Put together, acquisition has quietly shifted from which brand you licensed to how quickly and how widely you can produce and test creative the algorithm can run with.
What the evidence shows about IP today
You can see the shift in where IP does and does not show up. Analytics firm GameRefinery notes that none of the top-10 grossing casual Match3 games use any third-party IP — and that licensed titles in the genre exist but "none of them have hit it big, even when the IP matched the target audience perfectly." The most telling voices are the ones closest to the biggest IP successes. Writing about Monopoly GO — one of the most prominent licensed hits in the market — Matej Lančarič said he remained "skeptical about the power of the IP," crediting the game's results to execution and spend rather than the brand, and noting that the licence itself carries a roughly 20% royalty cost.

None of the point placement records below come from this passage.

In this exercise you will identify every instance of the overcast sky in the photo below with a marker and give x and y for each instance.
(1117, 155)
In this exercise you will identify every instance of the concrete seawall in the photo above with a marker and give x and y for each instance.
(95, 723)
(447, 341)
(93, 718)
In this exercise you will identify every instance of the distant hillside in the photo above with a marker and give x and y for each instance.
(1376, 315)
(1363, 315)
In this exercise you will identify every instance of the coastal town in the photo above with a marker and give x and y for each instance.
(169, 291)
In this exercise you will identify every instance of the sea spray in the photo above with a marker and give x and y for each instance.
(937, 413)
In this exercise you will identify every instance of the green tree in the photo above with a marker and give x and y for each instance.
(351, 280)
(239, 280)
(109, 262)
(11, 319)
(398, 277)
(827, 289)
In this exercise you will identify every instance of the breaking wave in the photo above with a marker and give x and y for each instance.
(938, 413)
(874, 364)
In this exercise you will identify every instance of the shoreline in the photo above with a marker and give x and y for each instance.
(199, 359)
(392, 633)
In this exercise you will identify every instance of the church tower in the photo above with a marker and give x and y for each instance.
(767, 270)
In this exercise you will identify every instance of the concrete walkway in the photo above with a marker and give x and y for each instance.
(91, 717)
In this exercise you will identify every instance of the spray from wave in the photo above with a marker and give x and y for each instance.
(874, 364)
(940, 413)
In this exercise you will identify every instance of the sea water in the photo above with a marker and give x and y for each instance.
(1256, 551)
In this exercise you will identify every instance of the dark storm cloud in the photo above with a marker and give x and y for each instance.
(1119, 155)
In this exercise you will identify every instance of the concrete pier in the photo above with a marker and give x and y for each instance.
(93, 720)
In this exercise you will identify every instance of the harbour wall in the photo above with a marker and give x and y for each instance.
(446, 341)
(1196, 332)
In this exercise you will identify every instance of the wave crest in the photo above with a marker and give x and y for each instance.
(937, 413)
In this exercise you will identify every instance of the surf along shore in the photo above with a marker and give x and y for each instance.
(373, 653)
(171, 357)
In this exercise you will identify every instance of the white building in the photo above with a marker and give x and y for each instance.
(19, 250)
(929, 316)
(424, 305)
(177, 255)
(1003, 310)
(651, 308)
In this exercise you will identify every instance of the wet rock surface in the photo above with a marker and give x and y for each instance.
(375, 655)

"IP cannot create success. It's a platform. It's an opportunity." — Scopely marketing leadership
From the people who run the most successful IP campaigns in the business, that is about as clear as it gets: a strong IP is a head start, not a guarantee.
A fair caveat
None of this means IP has stopped mattering. A well-loved brand can still lift trust and curiosity at the margin, and it is reasonable to assume there is some floor below which creative volume alone cannot carry your costs. What's honest to say is that no current, credible source puts a number on that floor, and the one hard figure we have for an IP premium is the six-year-old snapshot above — from a market that predates today's tools. The strong version of the old belief — that you need an expensive IP to acquire users efficiently — is the part the evidence no longer supports. The practical version is more useful: the premium an IP commands has narrowed to the point where, for most catalogues, the budget once reserved for licensing now does more work when it is spent on AI-driven creative and clean acquisition signals.
What this means for the next five years
If the request for IP is really a request for engagement, then the smart question for an operator is not which licence can we secure but which platform and catalogue will actually deliver engagement and acquire users efficiently without leaning on one. That is where the next several years will be decided. The platforms that win will be the ones carrying games with solid engagement rates, minimal friction, and strong gamification — games that hold players on the strength of the experience itself, not on a borrowed brand. The frictionless side of that — the no-card, carrier-billed checkout — we all take for granted in this market by now; the plumbing is table stakes. What increasingly sets a platform apart is the quality of the experience built on top of it. A popular IP, in that picture, becomes a welcome bonus rather than a precondition: nice to have, no longer a must-have.